Wouldn't lzma2 be better here since a pdf is more read heavy?
This is nice, but PDF jumped the shark already. It's no longer a document format that always looks the same everywhere. The inclusion of "Dynamic XFA (XML Form Architecture) PDF" in the spec made it so PDF is an unreliable format. The aformentioned is a PDF without content that pulls down all it's content from the web. It even still, ostensibly, supports Flash (swf) animations. In practice these "PDF"s are just empty white pages with an error message like,
>"Please wait... If this message is not eventually replaced by the proper contents of the document, your PDF viewer may not be able to display this type of document. You can upgrade to the latest version of Adobe Reader for Windows®, Mac, or Linux® by visiting http://www.adobe.com/go/reader_download. For more assistance with Adobe Reader visit http://www.adobe.com/go/acrreader. Windows is either a registered trademark or a trademark of Microsoft Corporation in the United States and/or other countries. Mac is a trademark of Apple Inc., registered in the United States and other countries. Linux is the registered trademark of Linus Torvalds in the U.S. and other countries."

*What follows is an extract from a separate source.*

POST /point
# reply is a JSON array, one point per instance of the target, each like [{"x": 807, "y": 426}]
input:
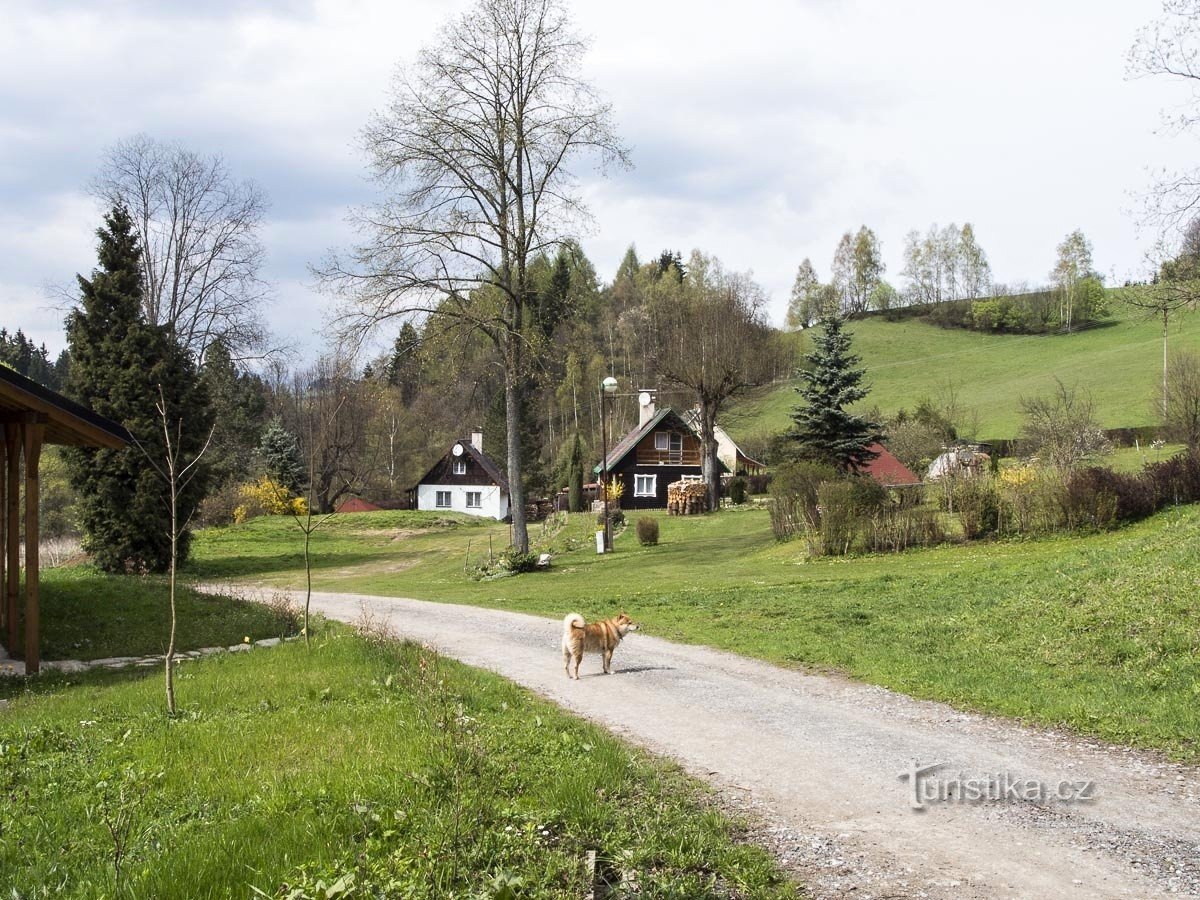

'Your PDF:s will open slower because we decided that the CDN providers are more important than you'.
If size was important to users then it wouldn't be so common that systems providers crap out huge PDF files consisting mainly of layout junk 'sophistication' with rounded borders and whatnot.
The PDF/A stuff I've built stays under 1 MB for hundreds of pages of information, because it's text placed in a typographically sensible manner.
tl;dr Commerical entity is paying to have the ISO altered to "legalize" their SDK they are pushing which is incompatible with standard PDF readers.
ISO is pay to play so :shrug:
[flagged]
Some real cognitive dissonance in this article…
“The PDF Association operates under a strict principle—any new feature must work seamlessly with existing readers” followed by introducing compression as a breaking change in the same paragraph.
All this for brotli… on a read-many format like pdf zstd’s decompression speed is a much better fit.